Some questions for students to research and consider:
  • Why would Lincoln be one of the organizers of such a meeting? 
  • Did he hold any public office at the time? 
  • What does it say about his opinions of the revolutions of 1848?
Another excerpt from the resolutions of the meeting on January 8, 1852:

7. That we recognize in Governor Kossuth of Hungary the most worthy and distinguished representative of the cause of civil and religious liberty on the continent of Europe. A cause for which he and his nation struggled until they were overwhelmed by the armed intervention of a foreign despot, in violation of the more sacred principles of the laws of nature and of nations---principles held dear by the friends of freedom everywhere, and more especially by the people of these United States.
And then in the annotations, it is noted:

[1]   Illinois Journal, January 12, 1852. Lincoln spoke to the meeting on the 8th in favor of sympathy but non-intervention.
More questions for students to discuss:
  • What principles does Lincoln seem to be emphasizing in his support of the Hungarians based on the resolution? 
  • Why would Lincoln stress non-intervention?
While students are learning about the concepts of nationalism, conservatism, and liberalism in the context of the European Revolutions of 1848, it is also valuable for them to understand what Americans thought of these political ideologies at the same time.  Americans were not operating in a totally isolated environment.  While the Atlantic Ocean provided them with a great natural barrier that protected them from the conflict, they were certainly aware of the strife and had their own views of who was right and who was wrong.

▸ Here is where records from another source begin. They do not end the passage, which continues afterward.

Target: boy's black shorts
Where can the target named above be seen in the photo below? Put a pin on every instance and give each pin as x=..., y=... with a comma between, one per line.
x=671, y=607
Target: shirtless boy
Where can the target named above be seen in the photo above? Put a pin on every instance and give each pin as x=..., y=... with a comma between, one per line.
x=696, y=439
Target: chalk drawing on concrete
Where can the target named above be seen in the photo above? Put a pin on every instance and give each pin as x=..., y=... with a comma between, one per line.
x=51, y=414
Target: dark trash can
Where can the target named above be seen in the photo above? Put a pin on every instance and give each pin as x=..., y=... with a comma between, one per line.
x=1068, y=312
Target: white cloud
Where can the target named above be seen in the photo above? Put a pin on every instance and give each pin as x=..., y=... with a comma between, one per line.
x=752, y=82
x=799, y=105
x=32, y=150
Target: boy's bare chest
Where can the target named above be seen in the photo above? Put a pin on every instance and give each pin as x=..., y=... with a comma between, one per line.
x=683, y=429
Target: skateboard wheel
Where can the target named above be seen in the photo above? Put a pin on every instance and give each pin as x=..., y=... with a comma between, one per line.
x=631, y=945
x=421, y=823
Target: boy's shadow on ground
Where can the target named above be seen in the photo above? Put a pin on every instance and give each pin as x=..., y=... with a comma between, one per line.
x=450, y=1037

This is a very simple lesson tweak that can really help students understand how the world was interacting long before the Internet made it easy.  Sometimes, these short additional documents and small lesson adjustments are all it takes to make an integrated curriculum work.

1 comment:

  1. Kerry, your blog entry is so helpful for its practical strategies and document questions illustrating how we can incorporate these documents into our classes and guide our students understanding to the importance of making connections across global events and issues. As a recommendation for other teachers, in the book A Nation Among Nations: America's Place in World History, Thomas Bender provides precise and very accessible context for Americans' perspectives on and connections with Louis Kossuth.